最後に、これまで煩わしいと言われていたオートマチックトランスミッションが、より楽しくなっている。弾性値は印象的で、パワーカーブは均質だ。最高速度は? 235km/hではなく244km/hまでアップされている。スピードメーターによれば、この子は250kmを超えることもあると言う。ラウジッツリンクサーキットでは、「クーパーS」が1コーナーからスリリングな走りを見せる。

100km/hまでの加速は、純正モデル比、コンマ7秒の速さだ。

222馬力しかないにもかかわらず、方向転換のしやすさ、車重の軽さによる横方向の加速、タイトコーナーでの持続的な抜けが印象的だ。出たよ、あの頃の典型的なミニの感じ。ほらね!?
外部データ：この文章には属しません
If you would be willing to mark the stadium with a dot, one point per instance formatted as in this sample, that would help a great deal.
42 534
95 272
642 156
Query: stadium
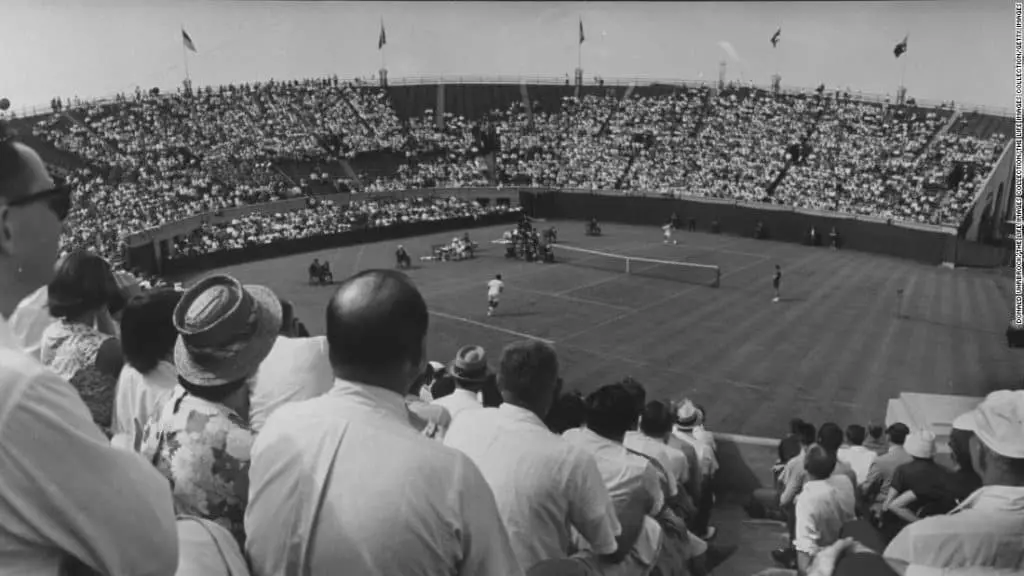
762 252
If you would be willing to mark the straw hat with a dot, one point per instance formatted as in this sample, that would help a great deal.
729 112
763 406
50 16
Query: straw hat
470 366
921 444
225 330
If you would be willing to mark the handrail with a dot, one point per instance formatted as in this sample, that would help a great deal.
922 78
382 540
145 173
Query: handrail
38 110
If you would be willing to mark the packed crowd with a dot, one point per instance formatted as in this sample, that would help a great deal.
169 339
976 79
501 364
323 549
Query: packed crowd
325 218
204 433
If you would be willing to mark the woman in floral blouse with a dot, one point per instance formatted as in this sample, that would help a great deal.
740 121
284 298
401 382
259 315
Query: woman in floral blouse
201 441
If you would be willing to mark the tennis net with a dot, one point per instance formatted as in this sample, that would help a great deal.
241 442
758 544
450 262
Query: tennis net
689 273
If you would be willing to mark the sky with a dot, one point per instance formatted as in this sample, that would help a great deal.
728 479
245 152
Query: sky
957 49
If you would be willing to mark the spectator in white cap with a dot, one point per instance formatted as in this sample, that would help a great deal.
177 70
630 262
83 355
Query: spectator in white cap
921 487
202 441
470 373
985 530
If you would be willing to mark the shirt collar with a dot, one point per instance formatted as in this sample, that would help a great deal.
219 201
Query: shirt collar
387 402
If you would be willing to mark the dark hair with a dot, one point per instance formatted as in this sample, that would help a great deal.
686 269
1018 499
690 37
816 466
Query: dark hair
897 434
147 332
639 396
528 371
855 435
212 394
83 282
610 411
376 321
656 419
807 433
819 461
830 437
569 411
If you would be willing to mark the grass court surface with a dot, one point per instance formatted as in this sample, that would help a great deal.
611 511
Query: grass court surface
832 350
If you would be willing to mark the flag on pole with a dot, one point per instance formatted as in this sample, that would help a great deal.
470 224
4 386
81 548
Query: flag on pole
186 40
901 47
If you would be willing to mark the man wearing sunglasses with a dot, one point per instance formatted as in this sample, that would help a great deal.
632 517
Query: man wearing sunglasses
67 497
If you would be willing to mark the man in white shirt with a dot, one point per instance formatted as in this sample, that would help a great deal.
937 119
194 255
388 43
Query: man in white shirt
825 503
632 481
544 485
469 371
344 480
67 496
296 369
858 457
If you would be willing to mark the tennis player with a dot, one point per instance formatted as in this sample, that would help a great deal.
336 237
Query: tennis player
495 289
668 234
776 282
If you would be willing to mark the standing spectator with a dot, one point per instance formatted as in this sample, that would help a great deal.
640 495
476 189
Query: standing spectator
856 455
66 495
469 372
82 345
543 484
148 377
297 368
985 530
202 441
331 476
825 503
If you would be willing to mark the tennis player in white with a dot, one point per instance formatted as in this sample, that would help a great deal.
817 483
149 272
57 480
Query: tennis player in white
495 288
668 234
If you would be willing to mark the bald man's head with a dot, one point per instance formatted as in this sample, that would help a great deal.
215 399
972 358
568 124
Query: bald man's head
377 324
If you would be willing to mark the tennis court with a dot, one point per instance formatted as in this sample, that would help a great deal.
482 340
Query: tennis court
832 350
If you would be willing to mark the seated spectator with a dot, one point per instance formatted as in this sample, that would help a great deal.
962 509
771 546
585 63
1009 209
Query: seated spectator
297 368
82 345
825 503
875 489
855 454
202 441
148 377
469 372
632 481
921 487
876 440
984 531
544 485
331 477
66 495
技術データ&価格: マキシ-チューナー ミニ クーパーS
エンジン: 直列4気筒ターボ、フロント横置き
排気量: 1998cc
最高出力: 222PS@5200rpm
最大トルク: 340Nm@3500rpm
駆動方式: 前輪駆動、7速ダブルクラッチ
全長/全幅/全高: 3874/1727/1374mm
ホイールベース: 2467mm
トランク容量: 941リットル
平均燃費: 12.9km/ℓ
CO2排出量: 183g/km
テスト車価格: 35,910ユーロ(約488万円)

結論:
マキシ-チューナーのおかげで、しょぼかった「ミニクーパーS」が、再び往年のパワーキューブのような走りを見せてくれるようになった。チューニングパッケージは、完璧なコーディネートと手頃な価格が魅力だ。そして、わずか222馬力のパワーとオートマチックトランスミッションにもかかわらず、レーストラックで楽しむことさえできるようになっているのだ。グッド!